This fascinating volume, assessing Lower and Middle Pleistocene African prehistory, argues that the onset of the Middle Stone Age marks the origins of landscape use patterns resembling those of modern human foragers. Inaugurating a paradigm shift in our understanding of modern human behavior, Grant McCall argues that this transition – related to the origins of "home base" residential site use – occurred in mosaic fashion over the course of hundreds of thousands of years. He concludes by proposing a model of brain evolution driven by increasing subsistence diversity and intensity against the backdrop of larger populations and Pleistocene environmental unpredictability.
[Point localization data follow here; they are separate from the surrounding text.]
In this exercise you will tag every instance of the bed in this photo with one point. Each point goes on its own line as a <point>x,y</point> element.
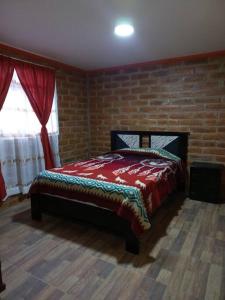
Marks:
<point>119,190</point>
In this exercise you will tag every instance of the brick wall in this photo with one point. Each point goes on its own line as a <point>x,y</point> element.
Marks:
<point>72,112</point>
<point>181,97</point>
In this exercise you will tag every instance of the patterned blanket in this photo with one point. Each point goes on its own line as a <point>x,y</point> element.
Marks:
<point>132,183</point>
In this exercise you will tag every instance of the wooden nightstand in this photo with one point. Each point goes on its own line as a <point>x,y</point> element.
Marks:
<point>205,182</point>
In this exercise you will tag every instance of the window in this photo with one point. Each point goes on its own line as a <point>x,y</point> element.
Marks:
<point>21,151</point>
<point>17,117</point>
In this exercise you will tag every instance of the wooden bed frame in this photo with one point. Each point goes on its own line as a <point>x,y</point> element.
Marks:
<point>174,142</point>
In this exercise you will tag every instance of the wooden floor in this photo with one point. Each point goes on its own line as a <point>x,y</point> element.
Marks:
<point>182,256</point>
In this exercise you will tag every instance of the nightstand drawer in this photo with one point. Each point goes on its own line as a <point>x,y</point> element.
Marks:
<point>205,182</point>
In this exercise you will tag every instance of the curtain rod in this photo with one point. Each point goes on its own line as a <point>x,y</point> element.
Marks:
<point>27,61</point>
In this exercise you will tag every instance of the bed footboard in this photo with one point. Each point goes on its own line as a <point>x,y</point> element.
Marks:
<point>97,216</point>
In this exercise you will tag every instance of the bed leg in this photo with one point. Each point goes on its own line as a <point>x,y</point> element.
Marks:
<point>2,285</point>
<point>35,208</point>
<point>132,243</point>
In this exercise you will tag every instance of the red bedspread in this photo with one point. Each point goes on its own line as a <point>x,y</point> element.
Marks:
<point>154,174</point>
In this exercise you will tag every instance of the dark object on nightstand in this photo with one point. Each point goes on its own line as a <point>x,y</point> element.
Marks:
<point>2,285</point>
<point>205,182</point>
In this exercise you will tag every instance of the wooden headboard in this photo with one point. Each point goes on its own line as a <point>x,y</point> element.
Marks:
<point>174,142</point>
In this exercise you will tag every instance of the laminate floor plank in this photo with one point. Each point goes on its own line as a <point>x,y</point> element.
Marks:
<point>182,257</point>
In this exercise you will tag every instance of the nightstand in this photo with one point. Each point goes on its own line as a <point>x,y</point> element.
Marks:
<point>205,182</point>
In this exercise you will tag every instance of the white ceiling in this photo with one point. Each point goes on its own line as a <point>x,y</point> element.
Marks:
<point>80,32</point>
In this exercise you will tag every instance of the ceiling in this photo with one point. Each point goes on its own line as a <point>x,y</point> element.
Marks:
<point>80,32</point>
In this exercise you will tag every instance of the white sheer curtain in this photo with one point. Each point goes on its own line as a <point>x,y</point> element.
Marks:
<point>21,152</point>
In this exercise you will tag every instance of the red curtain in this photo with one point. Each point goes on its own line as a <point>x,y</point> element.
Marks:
<point>38,84</point>
<point>6,73</point>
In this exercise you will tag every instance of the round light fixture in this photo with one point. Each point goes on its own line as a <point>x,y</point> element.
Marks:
<point>124,30</point>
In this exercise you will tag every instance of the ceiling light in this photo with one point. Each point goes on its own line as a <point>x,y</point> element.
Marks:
<point>124,30</point>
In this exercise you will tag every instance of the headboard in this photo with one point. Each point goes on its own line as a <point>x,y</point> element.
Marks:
<point>174,142</point>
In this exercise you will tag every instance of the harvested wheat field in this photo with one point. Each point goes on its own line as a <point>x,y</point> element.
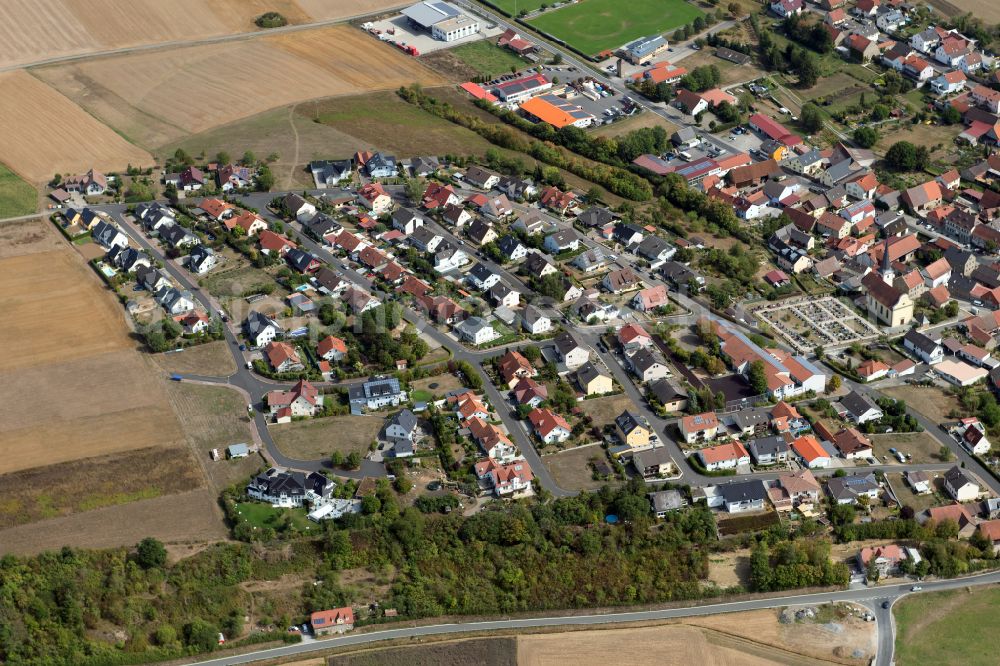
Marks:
<point>323,10</point>
<point>75,386</point>
<point>211,358</point>
<point>47,492</point>
<point>44,133</point>
<point>835,636</point>
<point>33,30</point>
<point>17,238</point>
<point>57,311</point>
<point>665,645</point>
<point>156,98</point>
<point>102,404</point>
<point>185,517</point>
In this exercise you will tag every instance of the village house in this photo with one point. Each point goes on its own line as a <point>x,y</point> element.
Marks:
<point>283,357</point>
<point>303,399</point>
<point>593,381</point>
<point>647,365</point>
<point>811,452</point>
<point>724,456</point>
<point>505,479</point>
<point>633,431</point>
<point>847,489</point>
<point>335,621</point>
<point>376,393</point>
<point>570,352</point>
<point>374,197</point>
<point>960,486</point>
<point>513,366</point>
<point>529,392</point>
<point>282,488</point>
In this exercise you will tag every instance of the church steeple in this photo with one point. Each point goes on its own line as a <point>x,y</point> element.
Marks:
<point>887,273</point>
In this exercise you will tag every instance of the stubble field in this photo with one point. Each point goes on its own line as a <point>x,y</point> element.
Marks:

McCall argues that human brain size did not arise to support the complex patterns of social behavior that pervade our lives today, but instead large human brains were co-opted for these purposes relatively late in prehistory, accounting for the striking archaeological record of the Upper Pleistocene.
1. Introduction
2. Stone Tool Technology and the Organizational Approach
3. The Organization of Early Stone Age Lithic Technology
4. The Organization of Middle Stone Age (MSA) Lithic Technology
5. Fear and Loathing in Paleolithic Faunal Analysis
6. Implications of Lower and Middle Pleistocene Faunal Assemblage Composition
7. Implications of Lower and Middle Pleistocene Hominin Bone Modification Patterns
8. Alternative Perspectives on Hominin Biological Evolution and Ecology
9. Conclusion
Grant S. McCall is an Associate Professor in Anthropology at Tulane University. His research interests focus on the Early and Middle Stone Age. He is editor of the journal Lithic Technology.
"Much of the current paleoanthropological research on the past 200,000 years focuses on the development of "modern" features of anatomy (fossils) and culture (through archaeology). Anthropologist McCall (Tulane) argues in this forceful volume that it is too much, and he proposes a more ecological and organizational approach to understanding the evolution of the human record prior to Homo sapiens [...] Some of these ideas are novel; others are becoming widely discussed in the field (there are few references since 2011). A good source for seminar discussions and conference arguments. Summing Up: Recommended."